Speaking last month to an event hosted by Israel’s embassy in Washington, D.C., Secretary of State Antony J. Blinken said that the Biden administration “welcomes and supports” the Abraham Accords, adding that he expected “Israel’s group of friends to grow even wider in the year ahead.”
But with dozens killed and hundreds injured since then, most of them Palestinians, analysts say that the prospect of other Arab nations joining the accords looks dim.
“I would say it’s highly, highly unlikely that you’re going to have anybody else join the accords,” Mr. Nasr. “It’s going to lose a lot of its momentum and energy.”
One nation seen as a potential candidate, Saudi Arabia, has issued some of the strongest condemnations of Israel in recent days. A statement from the Saudi Foreign Ministry called on the international community to “hold the Israeli occupation responsible for this escalation, and to immediately stop its escalatory actions, which violate all international norms and laws.”
Some analysts and Biden administration officials say the accords were the culmination of four years of Trump policies that embraced and empowered Mr. Netanyahu and isolated the Palestinians. Mr. Trump’s approach, they said, all but smothered hopes for the negotiated two-state solution pursued by several prior American presidents and tilted the power balance from official Palestinian leaders to the extremists of Hamas in Gaza.
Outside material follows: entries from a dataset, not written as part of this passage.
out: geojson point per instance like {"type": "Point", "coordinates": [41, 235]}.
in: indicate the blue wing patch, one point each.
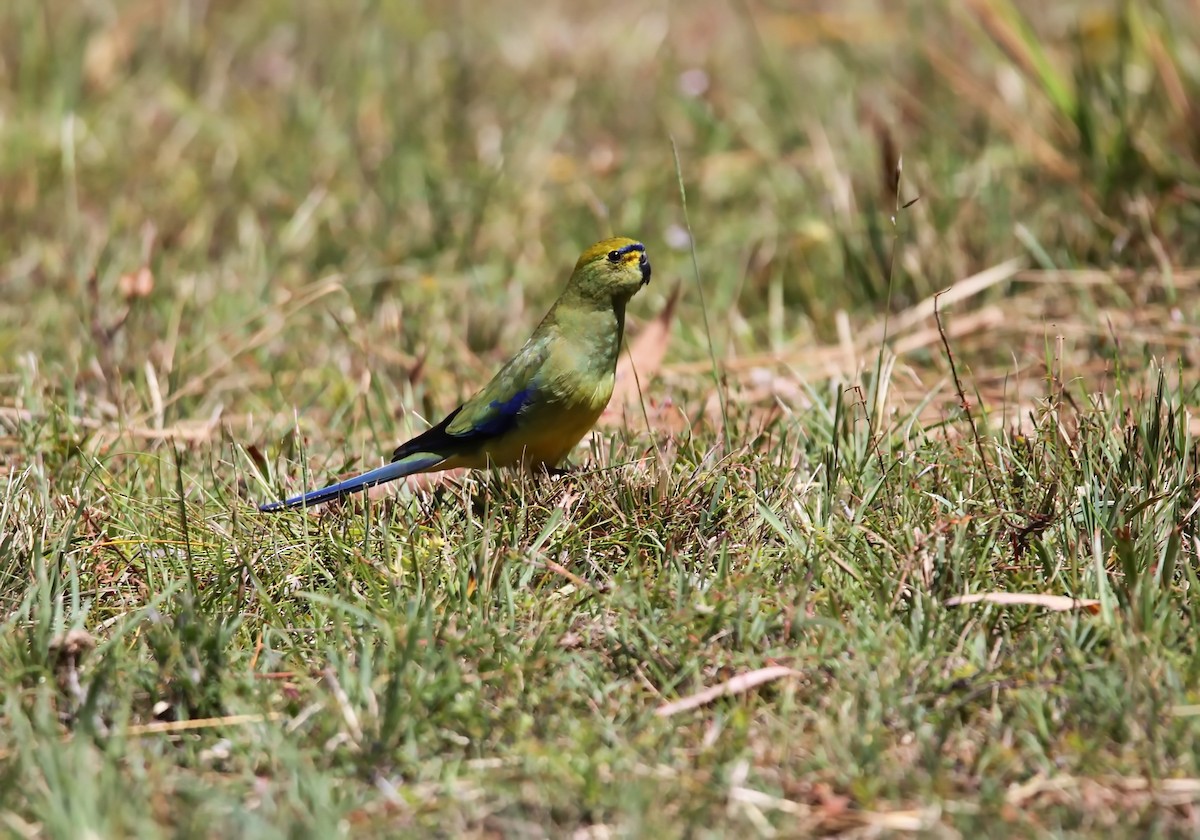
{"type": "Point", "coordinates": [438, 439]}
{"type": "Point", "coordinates": [505, 414]}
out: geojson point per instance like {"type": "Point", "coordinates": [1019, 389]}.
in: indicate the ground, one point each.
{"type": "Point", "coordinates": [889, 528]}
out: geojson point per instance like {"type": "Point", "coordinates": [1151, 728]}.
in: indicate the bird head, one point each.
{"type": "Point", "coordinates": [612, 270]}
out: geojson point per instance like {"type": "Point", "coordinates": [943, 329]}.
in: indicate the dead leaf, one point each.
{"type": "Point", "coordinates": [1055, 603]}
{"type": "Point", "coordinates": [739, 684]}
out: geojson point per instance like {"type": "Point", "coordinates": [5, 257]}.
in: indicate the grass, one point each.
{"type": "Point", "coordinates": [251, 246]}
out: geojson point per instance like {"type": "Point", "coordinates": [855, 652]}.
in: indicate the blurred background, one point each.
{"type": "Point", "coordinates": [211, 207]}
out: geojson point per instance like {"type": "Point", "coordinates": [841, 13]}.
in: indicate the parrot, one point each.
{"type": "Point", "coordinates": [541, 403]}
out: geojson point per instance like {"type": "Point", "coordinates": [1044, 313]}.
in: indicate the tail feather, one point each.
{"type": "Point", "coordinates": [397, 469]}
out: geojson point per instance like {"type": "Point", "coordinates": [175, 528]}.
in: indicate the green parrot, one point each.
{"type": "Point", "coordinates": [545, 399]}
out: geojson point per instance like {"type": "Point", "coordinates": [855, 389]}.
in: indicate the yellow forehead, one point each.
{"type": "Point", "coordinates": [604, 246]}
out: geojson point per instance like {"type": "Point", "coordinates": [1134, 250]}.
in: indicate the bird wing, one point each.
{"type": "Point", "coordinates": [490, 414]}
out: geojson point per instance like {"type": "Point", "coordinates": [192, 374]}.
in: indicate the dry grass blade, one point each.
{"type": "Point", "coordinates": [1017, 599]}
{"type": "Point", "coordinates": [739, 684]}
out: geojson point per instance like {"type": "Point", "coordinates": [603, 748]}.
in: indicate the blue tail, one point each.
{"type": "Point", "coordinates": [396, 469]}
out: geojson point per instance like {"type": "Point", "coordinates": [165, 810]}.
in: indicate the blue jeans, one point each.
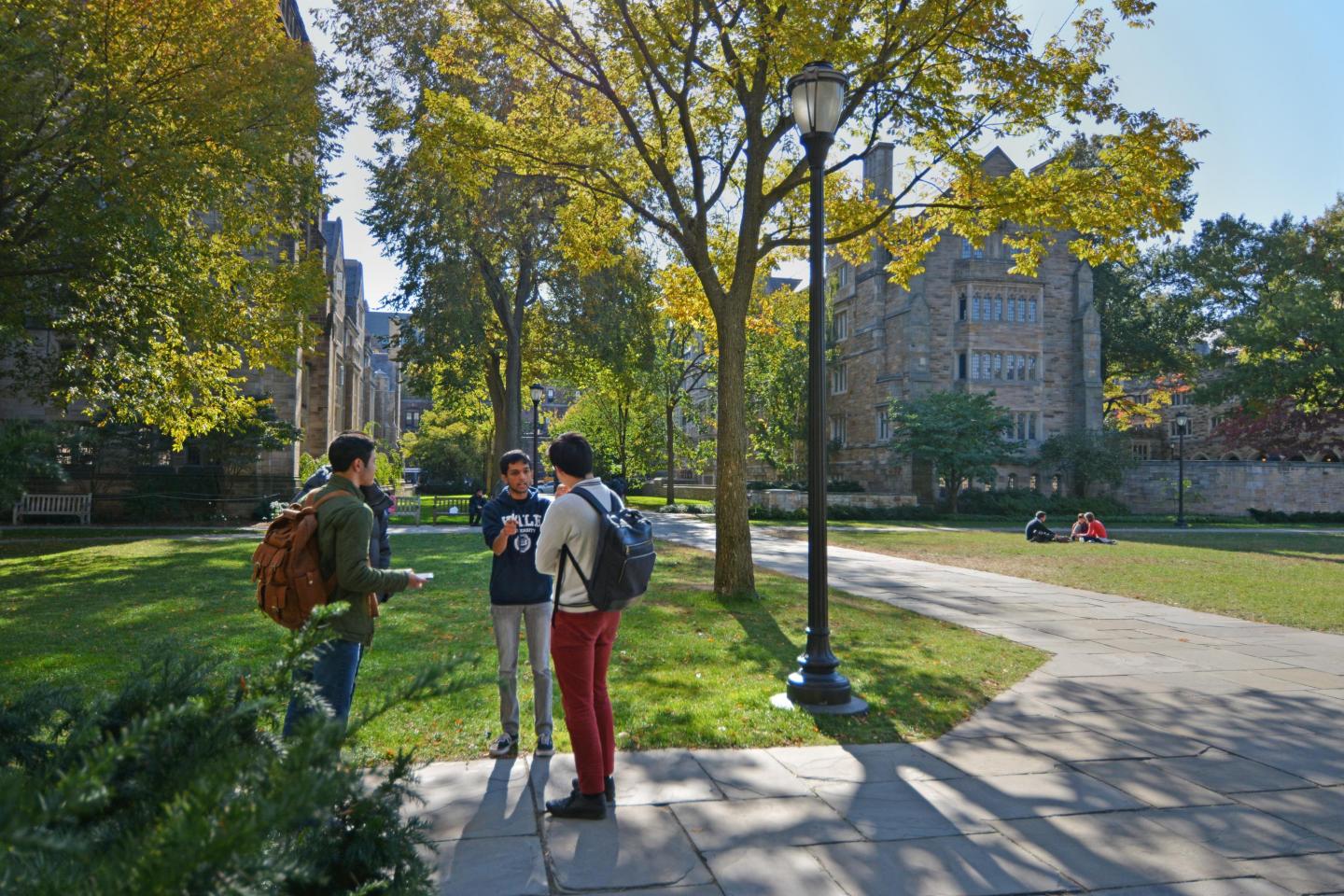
{"type": "Point", "coordinates": [333, 673]}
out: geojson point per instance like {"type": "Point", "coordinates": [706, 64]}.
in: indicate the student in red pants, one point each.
{"type": "Point", "coordinates": [582, 636]}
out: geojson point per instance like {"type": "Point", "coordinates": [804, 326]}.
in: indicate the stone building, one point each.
{"type": "Point", "coordinates": [964, 324]}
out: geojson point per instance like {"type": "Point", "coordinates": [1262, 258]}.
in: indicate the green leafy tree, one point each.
{"type": "Point", "coordinates": [1089, 458]}
{"type": "Point", "coordinates": [159, 165]}
{"type": "Point", "coordinates": [961, 436]}
{"type": "Point", "coordinates": [176, 783]}
{"type": "Point", "coordinates": [1276, 294]}
{"type": "Point", "coordinates": [668, 115]}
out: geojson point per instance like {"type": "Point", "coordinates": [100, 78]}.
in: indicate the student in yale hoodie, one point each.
{"type": "Point", "coordinates": [519, 595]}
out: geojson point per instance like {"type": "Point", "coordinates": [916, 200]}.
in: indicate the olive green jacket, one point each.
{"type": "Point", "coordinates": [343, 529]}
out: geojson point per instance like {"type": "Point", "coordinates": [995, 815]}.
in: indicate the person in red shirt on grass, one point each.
{"type": "Point", "coordinates": [1096, 531]}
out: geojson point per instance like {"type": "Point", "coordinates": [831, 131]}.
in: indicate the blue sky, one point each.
{"type": "Point", "coordinates": [1264, 78]}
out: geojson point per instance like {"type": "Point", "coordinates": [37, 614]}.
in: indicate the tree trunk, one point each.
{"type": "Point", "coordinates": [734, 574]}
{"type": "Point", "coordinates": [671, 455]}
{"type": "Point", "coordinates": [498, 410]}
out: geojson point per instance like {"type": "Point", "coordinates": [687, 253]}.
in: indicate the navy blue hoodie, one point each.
{"type": "Point", "coordinates": [513, 577]}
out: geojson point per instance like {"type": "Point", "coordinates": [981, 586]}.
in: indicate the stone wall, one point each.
{"type": "Point", "coordinates": [1227, 488]}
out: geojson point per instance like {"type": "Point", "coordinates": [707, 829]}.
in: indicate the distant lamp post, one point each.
{"type": "Point", "coordinates": [537, 425]}
{"type": "Point", "coordinates": [1182, 421]}
{"type": "Point", "coordinates": [818, 98]}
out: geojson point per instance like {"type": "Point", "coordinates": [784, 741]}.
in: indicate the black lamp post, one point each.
{"type": "Point", "coordinates": [1182, 419]}
{"type": "Point", "coordinates": [537, 425]}
{"type": "Point", "coordinates": [818, 98]}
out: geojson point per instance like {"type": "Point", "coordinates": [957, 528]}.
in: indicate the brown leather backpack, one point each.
{"type": "Point", "coordinates": [287, 567]}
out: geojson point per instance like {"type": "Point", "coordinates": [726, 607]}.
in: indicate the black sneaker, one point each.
{"type": "Point", "coordinates": [504, 746]}
{"type": "Point", "coordinates": [608, 788]}
{"type": "Point", "coordinates": [578, 806]}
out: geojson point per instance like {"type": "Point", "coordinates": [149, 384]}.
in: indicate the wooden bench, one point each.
{"type": "Point", "coordinates": [442, 507]}
{"type": "Point", "coordinates": [77, 505]}
{"type": "Point", "coordinates": [409, 505]}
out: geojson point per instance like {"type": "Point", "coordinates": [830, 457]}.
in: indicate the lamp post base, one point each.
{"type": "Point", "coordinates": [852, 707]}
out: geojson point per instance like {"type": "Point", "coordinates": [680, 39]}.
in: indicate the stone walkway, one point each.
{"type": "Point", "coordinates": [1160, 752]}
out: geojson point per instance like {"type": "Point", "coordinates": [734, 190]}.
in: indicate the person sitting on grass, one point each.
{"type": "Point", "coordinates": [1096, 531]}
{"type": "Point", "coordinates": [1039, 532]}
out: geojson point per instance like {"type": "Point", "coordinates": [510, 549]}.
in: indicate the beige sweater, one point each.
{"type": "Point", "coordinates": [571, 522]}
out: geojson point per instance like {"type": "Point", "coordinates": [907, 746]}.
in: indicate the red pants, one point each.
{"type": "Point", "coordinates": [581, 649]}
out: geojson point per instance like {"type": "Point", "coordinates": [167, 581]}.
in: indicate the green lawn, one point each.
{"type": "Point", "coordinates": [1288, 580]}
{"type": "Point", "coordinates": [690, 669]}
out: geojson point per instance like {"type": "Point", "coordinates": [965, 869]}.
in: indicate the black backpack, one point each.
{"type": "Point", "coordinates": [623, 556]}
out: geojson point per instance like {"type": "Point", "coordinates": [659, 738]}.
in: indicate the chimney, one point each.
{"type": "Point", "coordinates": [876, 170]}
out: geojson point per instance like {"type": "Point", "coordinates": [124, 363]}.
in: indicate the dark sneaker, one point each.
{"type": "Point", "coordinates": [608, 788]}
{"type": "Point", "coordinates": [578, 806]}
{"type": "Point", "coordinates": [504, 746]}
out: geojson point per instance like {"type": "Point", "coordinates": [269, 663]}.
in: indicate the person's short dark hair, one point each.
{"type": "Point", "coordinates": [513, 457]}
{"type": "Point", "coordinates": [571, 455]}
{"type": "Point", "coordinates": [350, 446]}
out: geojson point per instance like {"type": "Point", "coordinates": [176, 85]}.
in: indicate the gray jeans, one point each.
{"type": "Point", "coordinates": [509, 620]}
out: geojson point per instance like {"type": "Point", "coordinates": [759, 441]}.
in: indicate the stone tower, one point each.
{"type": "Point", "coordinates": [964, 324]}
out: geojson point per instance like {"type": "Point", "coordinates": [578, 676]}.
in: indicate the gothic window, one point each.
{"type": "Point", "coordinates": [837, 430]}
{"type": "Point", "coordinates": [840, 379]}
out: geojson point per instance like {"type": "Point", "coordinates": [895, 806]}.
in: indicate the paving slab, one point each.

Ilan Goldenberg, a former Obama administration official, conceded that Israel had also clashed with the Palestinians under Democratic administrations that had adopted a more evenhanded approach to the conflict than Mr. Trump’s nakedly pro-Israeli stance.
And he said opportunistic missile attacks on Israel by Hamas after the eruption of Jewish-Arab violence within Jerusalem was not Mr. Trump’s fault.
But Mr. Goldenberg argued that the current internecine violence within Israel was “at least partially is driven by the fact that the Trump administration supported extremist elements in Israel every step of the way,” including Israel’s settlement movement.
In November 2019, for instance, Secretary of State Mike Pompeo changed longstanding U.S. policy by declaring that the U.S. did not consider Israeli settlements in the West Bank a violation of international law. (The Biden administration intends to reverse that position once a review by government lawyers is complete.)
“You had David Friedman” — Mr. Trump’s ambassador to Jerusalem — “literally knocking down walls of holy sites with a sledgehammer and saying this is Israeli,” Mr. Goldenberg said.
Mr. Trump also moved the U.S. embassy from Tel Aviv to Jerusalem, officially recognizing the city as Israel’s capital, in a move that infuriated Palestinians who have long expected East Jerusalem to be the capital of any future state they establish.
“Trump opened the door for Israel to accelerate home demolitions, accelerate settlement activity,” Ms. Hassan said. “And when that happens and you see Israel acting upon it, that’s when you see the Palestinian resistance.”
Former Trump officials note that expert predictions of a Palestinian eruption during Mr. Trump’s term, particularly after the embassy relocation, never came to pass, and suggest that Mr. Biden’s friendlier approach to the Palestinians — including the restoration of humanitarian aid canceled by Mr. Trump — has emboldened them to challenge Israel.
Even some Trump administration officials said the suggestions from Mr. Trump and others that the accords amounted to peace in the Middle East were exaggerated.
“During my time at the White House, I always urged people not to use that term,” Mr. Greenblatt said.